Message boards : Number crunching : LHC uses very little L2 cache
Message board moderation

To post messages, you must log in.

AuthorMessage
[B@H] Ray

Send message
Joined: 13 Jul 05
Posts: 82
Credit: 6,336
RAC: 0
Message 11215 - Posted: 6 Nov 2005, 2:12:49 UTC

I just got a replacement computer for the wifes old Pentium 133, built a celeron 2.93 for her. Have LHC running on it and it is doing the same as (or better) than the P4's and AMD's.

Only thing that would cause this is that LHC dues not use much of the L2 cache. Good to know that you don't need an expensive CPU for LHC like some other projects. Rosetta and CPDN also run good on the Celeron, others slow down a lot.

new computer

Ray

Pizza@Home - Rays Place - Rays place Forums
ID: 11215 · Report as offensive     Reply Quote
Profile The Gas Giant

Send message
Joined: 2 Sep 04
Posts: 309
Credit: 715,258
RAC: 0
Message 11216 - Posted: 6 Nov 2005, 2:31:18 UTC - in response to Message 11215.  

I just got a replacement computer for the wifes old Pentium 133, built a celeron 2.93 for her. Have LHC running on it and it is doing the same as (or better) than the P4's and AMD's.

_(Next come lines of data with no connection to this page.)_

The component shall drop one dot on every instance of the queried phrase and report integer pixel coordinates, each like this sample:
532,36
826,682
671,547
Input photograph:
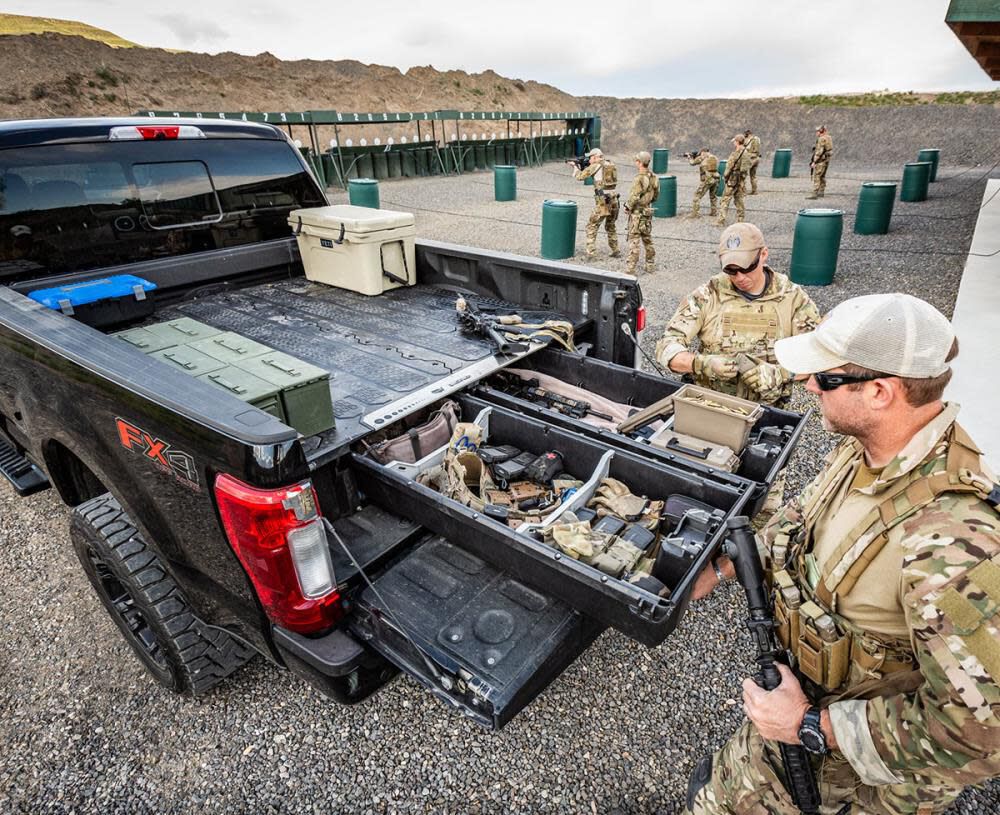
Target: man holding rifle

Only thing that would cause this is that LHC dues not use much of the L2 cache. Good to know that you don't need an expensive CPU for LHC like some other projects. Rosetta and CPDN also run good on the Celeron, others slow down a lot.

new computer

Ray


But only doing 1 wu at a time, unlike the HT P4's.
ID: 11216 · Report as offensive     Reply Quote
[B@H] Ray

Send message
Joined: 13 Jul 05
Posts: 82
Credit: 6,336
RAC: 0
Message 11218 - Posted: 6 Nov 2005, 2:39:33 UTC - in response to Message 11216.  
Last modified: 6 Nov 2005, 2:40:26 UTC


But only doing 1 wu at a time, unlike the HT P4's.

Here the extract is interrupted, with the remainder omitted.